Interfacing with the Chronic Pain Patient visage is not a pleasant experience. Victims suffering from chronic pain are not likable people; not only relatives, friends, acquaintances and strangers, but even clinicians are “turned off” by the whining complainant. Clinicians with limited time schedules are very much inclined to quickly write a prescription to avid having to listen to their woes again and again and again.
As a result, this disease entity was relegated to the same disposal heap as some forms of mental illness (also not pleasant to encounter) and other entities which did not conveniently fit into the schedules of doctors, attorneys and friends or relatives. Little resource was assigned to the study of this disease entity, and these victims were shoved under the rug of society.
Today, with gratitude to a handful of people who have devoted their careers to the study of this disease, we are now privy to the ravages and ramifications it has upon these victims. Furthermore, when given its proper priority in treatment planning, these victims can often be reclaimed so as to resume their role in society which had been so unfairly taken from them.
A victim suffering from pain as a result of unresolved soft tissue injury is a chronic pain patient. If this pain is not resolved quickly (i.e., days or weeks), but drags on for six months or more, this patient becomes a chronic pain patient in distress with the following problems as recognized and documented in both medical and dental literature:
- the longer the injuries are left unresolved, the more difficult diagnosis and treatment become;
- the patient experiences a deduction in pain tolerance;
- the patient experiences a vicious self-feeding cycle of frustration, despondency and anxiety, often leading to clinical depression requiring supportive therapy;
- symptoms and patient complaints will increase exponentially and “hop-scotch” around on good days and bad days;
- the patient will gradually withdraw from friends and acquaintances, family and spouse, hobbies, and even from the workplace, concentrating solely on tolerating their multi-tiered levels of pain;
- consortium with a spouse or companion is always affected, as even routine tasks such as eating and sleeping are made more awkward and difficult to pursue.
The face is the mirror of our very existence; it reflects all inner feelings, whether they be restful or in turmoil, as we interface with others in every daily endeavor.
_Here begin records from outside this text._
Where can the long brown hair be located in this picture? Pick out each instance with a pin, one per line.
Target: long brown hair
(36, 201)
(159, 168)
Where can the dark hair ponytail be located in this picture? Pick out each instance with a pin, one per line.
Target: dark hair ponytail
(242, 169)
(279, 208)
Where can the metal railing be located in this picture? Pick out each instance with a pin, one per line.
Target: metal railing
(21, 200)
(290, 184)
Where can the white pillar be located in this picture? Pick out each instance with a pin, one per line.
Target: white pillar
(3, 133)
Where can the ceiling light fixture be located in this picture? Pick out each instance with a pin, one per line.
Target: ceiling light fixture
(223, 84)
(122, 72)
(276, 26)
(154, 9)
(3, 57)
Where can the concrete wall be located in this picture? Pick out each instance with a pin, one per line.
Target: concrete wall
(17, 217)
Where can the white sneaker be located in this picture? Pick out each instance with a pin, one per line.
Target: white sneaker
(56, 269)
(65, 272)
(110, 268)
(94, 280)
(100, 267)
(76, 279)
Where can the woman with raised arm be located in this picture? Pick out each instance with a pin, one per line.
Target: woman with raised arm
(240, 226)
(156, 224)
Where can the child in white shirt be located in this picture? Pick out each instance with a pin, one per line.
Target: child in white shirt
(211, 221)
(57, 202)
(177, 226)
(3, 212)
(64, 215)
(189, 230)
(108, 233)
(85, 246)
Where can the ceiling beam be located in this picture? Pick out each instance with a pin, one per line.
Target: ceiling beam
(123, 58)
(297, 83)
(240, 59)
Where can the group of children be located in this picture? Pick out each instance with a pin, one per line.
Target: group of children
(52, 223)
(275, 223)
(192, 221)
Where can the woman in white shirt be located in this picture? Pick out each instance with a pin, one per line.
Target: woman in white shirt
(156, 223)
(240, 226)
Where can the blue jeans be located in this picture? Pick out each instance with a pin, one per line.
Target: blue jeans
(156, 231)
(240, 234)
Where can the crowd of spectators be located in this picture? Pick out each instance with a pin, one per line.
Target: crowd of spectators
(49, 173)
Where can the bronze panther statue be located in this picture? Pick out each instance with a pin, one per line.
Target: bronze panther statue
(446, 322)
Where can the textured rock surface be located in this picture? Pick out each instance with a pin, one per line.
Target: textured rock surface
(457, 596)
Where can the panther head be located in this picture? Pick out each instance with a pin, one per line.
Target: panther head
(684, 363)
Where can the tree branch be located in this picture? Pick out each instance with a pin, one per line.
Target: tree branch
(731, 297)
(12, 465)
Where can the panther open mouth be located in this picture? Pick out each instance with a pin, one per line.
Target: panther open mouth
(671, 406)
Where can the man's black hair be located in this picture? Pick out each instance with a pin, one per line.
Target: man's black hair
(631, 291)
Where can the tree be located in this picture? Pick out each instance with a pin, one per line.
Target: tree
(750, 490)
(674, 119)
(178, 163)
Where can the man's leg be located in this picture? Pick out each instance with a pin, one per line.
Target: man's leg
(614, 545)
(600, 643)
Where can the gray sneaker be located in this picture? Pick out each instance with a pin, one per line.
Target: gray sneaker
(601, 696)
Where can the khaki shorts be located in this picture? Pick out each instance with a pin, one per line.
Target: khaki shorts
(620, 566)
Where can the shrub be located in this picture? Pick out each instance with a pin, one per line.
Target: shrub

Smiling, talking, laughing, frowning, worrying, whatever our inner feelings happen to be is ultimately displayed for all to share for good or bad.
Our mouths are used to speak, eat, love, and to communicate with the nuances of expression every feeling imaginable.
Both the face and the mouth are at the mercy of the function or dysfunction of the TMJoint; the TMJoint is the primary joint used to sustain life, and when functioning properly, it provides for the enjoyment of life more than any other joint.
When dysfunction of this TMJoint is accompanied by constant pain or discomfort, everything is affected. There are no time-outs; our very existence becomes totally focused on this terrible template over-riding all else in our lives:
- the work place is affected;
- The caliber of our work deteriorates as does our relationships with co-workers;
- constant preoccupation with this problem precludes normal interfacing with co-workers, family and friends;
- even during leisure time there is no relief from this intrusion;
- there are no pleasurable or restful interludes with friends or family;
- the natural sequelae is seclusion and withdrawal unto ourselves, and yet that very withdrawal serves to compound the depression and frustration of this vicious, self-feeding cycle of despair.
Acute pain that diminishes in the course of the natural healing process is generally manageable psychologically. However, recurrent or persistent pain, which evolves into chronic pain the patient believes is untreatable, and hence threatening to future function and well-being, leads to progressive disability.
Of particular note is the fact that muscles, tendons, ligaments and fascia when so compromised results in pain symptoms (sometimes for decades) whenever tension or stress is a factor during their function.